For about the next month or so, I probably won't be blogging that much (I say this now -- we'll see). I'm finishing up my final year of graduate school toward my Master's degree, which means that my time is supposed to will be taken up by finishing, presenting, and writing up my master's project. This process will, I hope, be minimally painful. What it will be, for sure though, is time consuming, leaving little time to knit and/or blog.

On top of that, I've hit a few knitting walls this past week, and my knitting-mojo is suffering for it. The Urban Aran awaits attention somewhat impatiently. I cannot, for the life of me, pick up the required number of stitches along the neckline. I'm hoping that this is simply a product of me not knowing how to pick up stitches correctly (see below), and not the sloppy decreasing job. To determine this, I will have to check in with my LYS. However, I did not buy this yarn from said LYS, which tries to reserve its help for its own yarns (understandably so), and so I will have to beg and plead and probably offer money (totally worth it). However -- this whole grad school thing makes scheduling all of that difficult.

I discovered my lack-of-picking-up-stitches prowess when I dove into The Knitter's Book of Finishing Techniques with five Urban Aran pieces spread across my lap. Somewhere I had picked up an approach that looked nothing like the example in the book. While the new technique made my attempts on the collar more attractive (if not accurate), it created a little wrinkle in my brain. If I had been picking up stitches incorrectly all this time...then the picking up of stitches that I have done on the capecho are... incorrect. And while picking up incorrectly on a sock doesn't really matter -- you still get a fitting sock -- picking up incorrectly on the capecho may have disasterous results. So disasterous, in fact, that after a brief look at the six pentagons I've finished, and a quick realization that to fix this I would have to frog five -- I put the pieces down. I folded them up. And I have not looked at them since. (Brenda Dayne's most recent blog post on why you should not try to alter a Norah Gaughan pattern in any way is not helping.)

The Jaywalker, in its third incarnation, is coming along. And although the yarn is wonderful, the pooling is...kind of hideous. I love them nonetheless, but -- you know how it goes. Frustrating.

All of this makes me itch for a new project. Which I don't really have time to do just at the moment. Hence, my knitting-mojo frustrations.

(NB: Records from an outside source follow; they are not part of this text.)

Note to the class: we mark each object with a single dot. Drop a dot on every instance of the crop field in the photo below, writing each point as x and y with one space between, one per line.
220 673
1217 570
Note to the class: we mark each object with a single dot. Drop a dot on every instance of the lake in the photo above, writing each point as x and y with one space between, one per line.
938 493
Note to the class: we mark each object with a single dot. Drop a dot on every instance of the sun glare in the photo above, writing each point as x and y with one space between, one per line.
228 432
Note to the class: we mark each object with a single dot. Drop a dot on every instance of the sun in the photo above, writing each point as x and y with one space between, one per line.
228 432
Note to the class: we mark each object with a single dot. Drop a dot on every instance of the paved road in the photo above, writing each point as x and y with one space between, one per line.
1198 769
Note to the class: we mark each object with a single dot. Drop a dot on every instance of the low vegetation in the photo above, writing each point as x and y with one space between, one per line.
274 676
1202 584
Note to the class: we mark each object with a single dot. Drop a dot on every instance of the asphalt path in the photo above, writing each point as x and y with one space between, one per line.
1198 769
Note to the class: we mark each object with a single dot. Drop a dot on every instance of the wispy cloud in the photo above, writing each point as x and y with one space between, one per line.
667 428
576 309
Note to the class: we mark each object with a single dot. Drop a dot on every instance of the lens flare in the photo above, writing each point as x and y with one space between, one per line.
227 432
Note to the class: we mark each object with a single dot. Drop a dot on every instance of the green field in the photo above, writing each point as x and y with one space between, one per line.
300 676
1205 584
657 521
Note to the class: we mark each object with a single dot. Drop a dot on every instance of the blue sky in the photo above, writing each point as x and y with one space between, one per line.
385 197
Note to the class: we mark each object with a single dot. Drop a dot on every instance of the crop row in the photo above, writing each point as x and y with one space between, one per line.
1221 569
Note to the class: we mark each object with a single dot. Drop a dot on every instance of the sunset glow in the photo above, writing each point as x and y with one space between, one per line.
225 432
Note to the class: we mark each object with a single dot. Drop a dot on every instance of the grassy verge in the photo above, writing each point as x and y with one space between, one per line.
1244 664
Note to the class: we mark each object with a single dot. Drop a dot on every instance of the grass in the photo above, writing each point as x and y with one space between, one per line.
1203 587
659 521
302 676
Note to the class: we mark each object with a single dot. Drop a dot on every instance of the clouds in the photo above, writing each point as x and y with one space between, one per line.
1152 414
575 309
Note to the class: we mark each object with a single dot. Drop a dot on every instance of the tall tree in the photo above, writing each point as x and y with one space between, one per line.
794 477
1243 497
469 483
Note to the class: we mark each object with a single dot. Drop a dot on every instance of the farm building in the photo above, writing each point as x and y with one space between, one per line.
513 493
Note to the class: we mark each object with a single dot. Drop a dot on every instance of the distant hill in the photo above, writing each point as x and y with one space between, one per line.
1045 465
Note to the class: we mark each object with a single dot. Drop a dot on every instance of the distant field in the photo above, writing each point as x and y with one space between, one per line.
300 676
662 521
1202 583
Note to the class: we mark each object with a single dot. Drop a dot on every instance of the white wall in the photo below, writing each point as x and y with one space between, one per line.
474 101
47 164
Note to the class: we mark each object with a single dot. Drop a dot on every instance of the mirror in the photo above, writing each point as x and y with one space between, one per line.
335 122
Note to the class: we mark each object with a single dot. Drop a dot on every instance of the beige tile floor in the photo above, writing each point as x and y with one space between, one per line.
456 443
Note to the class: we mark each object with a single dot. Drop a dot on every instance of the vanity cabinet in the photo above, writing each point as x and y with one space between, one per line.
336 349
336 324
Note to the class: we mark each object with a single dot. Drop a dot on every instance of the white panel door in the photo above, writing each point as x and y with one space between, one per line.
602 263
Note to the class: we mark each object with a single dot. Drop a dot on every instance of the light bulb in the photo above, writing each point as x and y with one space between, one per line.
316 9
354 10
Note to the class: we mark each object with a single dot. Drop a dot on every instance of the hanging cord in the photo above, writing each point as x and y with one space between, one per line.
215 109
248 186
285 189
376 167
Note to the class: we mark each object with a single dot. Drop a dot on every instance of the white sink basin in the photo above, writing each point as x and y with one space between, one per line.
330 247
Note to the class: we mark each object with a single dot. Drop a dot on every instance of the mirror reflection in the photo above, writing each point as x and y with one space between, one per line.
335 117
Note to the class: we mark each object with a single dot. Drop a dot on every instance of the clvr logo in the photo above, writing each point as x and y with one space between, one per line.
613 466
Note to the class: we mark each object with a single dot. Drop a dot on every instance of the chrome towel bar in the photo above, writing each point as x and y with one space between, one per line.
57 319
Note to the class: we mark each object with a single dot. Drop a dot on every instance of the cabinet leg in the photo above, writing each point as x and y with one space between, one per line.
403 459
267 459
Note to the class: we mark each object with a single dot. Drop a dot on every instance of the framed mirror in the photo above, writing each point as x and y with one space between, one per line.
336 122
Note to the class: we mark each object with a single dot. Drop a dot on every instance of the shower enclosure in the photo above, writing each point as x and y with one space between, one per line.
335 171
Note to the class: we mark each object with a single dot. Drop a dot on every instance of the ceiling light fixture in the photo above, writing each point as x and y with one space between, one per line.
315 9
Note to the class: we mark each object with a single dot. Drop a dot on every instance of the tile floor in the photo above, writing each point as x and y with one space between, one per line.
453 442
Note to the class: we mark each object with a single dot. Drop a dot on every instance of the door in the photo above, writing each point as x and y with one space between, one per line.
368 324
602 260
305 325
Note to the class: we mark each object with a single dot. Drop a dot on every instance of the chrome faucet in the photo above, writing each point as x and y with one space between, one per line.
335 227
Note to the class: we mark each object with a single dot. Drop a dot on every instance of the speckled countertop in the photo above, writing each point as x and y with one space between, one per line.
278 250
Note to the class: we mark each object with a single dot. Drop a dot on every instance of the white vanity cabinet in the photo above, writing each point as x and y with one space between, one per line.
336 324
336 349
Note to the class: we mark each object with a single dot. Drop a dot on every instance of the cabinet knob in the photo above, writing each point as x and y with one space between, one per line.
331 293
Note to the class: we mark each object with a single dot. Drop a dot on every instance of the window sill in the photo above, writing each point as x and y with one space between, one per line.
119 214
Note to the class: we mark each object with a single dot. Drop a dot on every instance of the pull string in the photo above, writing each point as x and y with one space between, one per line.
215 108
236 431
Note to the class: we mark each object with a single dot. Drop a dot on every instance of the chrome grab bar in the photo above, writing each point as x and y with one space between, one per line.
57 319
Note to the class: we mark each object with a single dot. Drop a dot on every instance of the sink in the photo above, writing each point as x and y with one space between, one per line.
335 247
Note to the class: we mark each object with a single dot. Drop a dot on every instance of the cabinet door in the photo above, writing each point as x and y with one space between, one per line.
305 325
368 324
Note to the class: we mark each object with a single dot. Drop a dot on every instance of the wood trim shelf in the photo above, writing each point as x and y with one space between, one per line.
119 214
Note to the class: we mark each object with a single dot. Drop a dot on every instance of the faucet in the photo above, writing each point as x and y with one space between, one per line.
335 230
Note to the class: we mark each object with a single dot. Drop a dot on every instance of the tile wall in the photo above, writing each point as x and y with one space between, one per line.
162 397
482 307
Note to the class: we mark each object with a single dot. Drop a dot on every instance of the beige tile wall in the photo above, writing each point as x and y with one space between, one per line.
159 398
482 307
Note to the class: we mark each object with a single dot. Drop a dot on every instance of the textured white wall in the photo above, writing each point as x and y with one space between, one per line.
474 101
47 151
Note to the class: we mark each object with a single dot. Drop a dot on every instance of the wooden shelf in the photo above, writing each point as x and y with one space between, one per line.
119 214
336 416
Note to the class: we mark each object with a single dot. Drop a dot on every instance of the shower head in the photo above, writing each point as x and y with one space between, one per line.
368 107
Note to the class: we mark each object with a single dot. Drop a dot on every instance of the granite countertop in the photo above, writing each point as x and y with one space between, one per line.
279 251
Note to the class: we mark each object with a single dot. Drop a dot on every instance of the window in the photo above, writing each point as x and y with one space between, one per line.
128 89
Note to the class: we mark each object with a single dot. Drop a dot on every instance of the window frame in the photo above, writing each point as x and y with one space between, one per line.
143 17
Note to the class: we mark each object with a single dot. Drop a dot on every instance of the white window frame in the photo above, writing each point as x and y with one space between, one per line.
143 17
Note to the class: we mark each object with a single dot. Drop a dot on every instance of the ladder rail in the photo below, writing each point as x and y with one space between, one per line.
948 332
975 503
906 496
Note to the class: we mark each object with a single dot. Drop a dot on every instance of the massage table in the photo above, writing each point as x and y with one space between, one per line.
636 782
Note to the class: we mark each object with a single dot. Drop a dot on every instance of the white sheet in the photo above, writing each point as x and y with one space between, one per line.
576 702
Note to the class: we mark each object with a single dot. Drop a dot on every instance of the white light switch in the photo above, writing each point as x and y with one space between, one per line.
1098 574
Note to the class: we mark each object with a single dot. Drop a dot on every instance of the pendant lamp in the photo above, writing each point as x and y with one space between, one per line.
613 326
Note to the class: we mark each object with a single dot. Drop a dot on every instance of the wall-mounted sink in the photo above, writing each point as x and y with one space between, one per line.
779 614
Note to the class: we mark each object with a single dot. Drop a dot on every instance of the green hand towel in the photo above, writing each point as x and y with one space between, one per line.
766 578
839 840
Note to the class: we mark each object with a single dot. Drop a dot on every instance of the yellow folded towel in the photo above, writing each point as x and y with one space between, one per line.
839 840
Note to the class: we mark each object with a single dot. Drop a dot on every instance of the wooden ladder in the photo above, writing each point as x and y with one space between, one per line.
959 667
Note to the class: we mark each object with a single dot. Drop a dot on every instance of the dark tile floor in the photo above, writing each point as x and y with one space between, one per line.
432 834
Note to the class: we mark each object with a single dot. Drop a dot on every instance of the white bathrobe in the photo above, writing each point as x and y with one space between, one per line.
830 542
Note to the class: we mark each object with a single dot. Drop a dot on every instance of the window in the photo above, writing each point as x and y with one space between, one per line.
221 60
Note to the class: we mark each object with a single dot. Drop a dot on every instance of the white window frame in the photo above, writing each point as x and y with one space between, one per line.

This, of course, did not stop me from picking up a skein of 50/50 merino/tencel fingering weight yarn from Mary Ann Pagano of Three Waters Farm, a local fiber artist. She sells her hand-painted yarns at the Carrboro Farmer's Market, where I've admired them for over a year. I finally gave in today (her friendliness and my project frustration were too much to fight) and picked this up. The colors are just -- iridescent. Purples, greens, some blue... almost too good for the socks I'm planning. I think I'll play with some swatches and see what it wants to be.


I'll leave you with this: Baby yarn! The picture is poor -- I only got one in on a recent fishing trip to a nearby farm's pond. I of course was more interested in the week-and-a-half-old lambs.


Most recent podcast: Cast-On, with Brenda Dayne.
(The podcast responsible for this madness by introducing me to online knitting culture.)

Currently listening to: Cider in Battle Ground playlist: No Lonesome Tune, Townes Van Zandt.
What I should be am doing: Waiting for pyramids to build in ArcGIS. Grr.

2 comments:

Devon said...

I hope that you squealed "Baby yarn!" upon seeing the lambs. It would be very 20-something Tutak of you.

knittingphilistine said...

ARCGis! Pyramids!! What are you studying at Duke?? I'm an archaeology grad student who has had to do some GIS work herself, and hated every minute of it!!

Hope your projects get with the program and stop tormenting you soon! It's all the more frustrating when you have problem knits with minimal amount of time--knitting tends to become a hassle then. Glad to see you're taking appropriate action by buying more pretty yarn!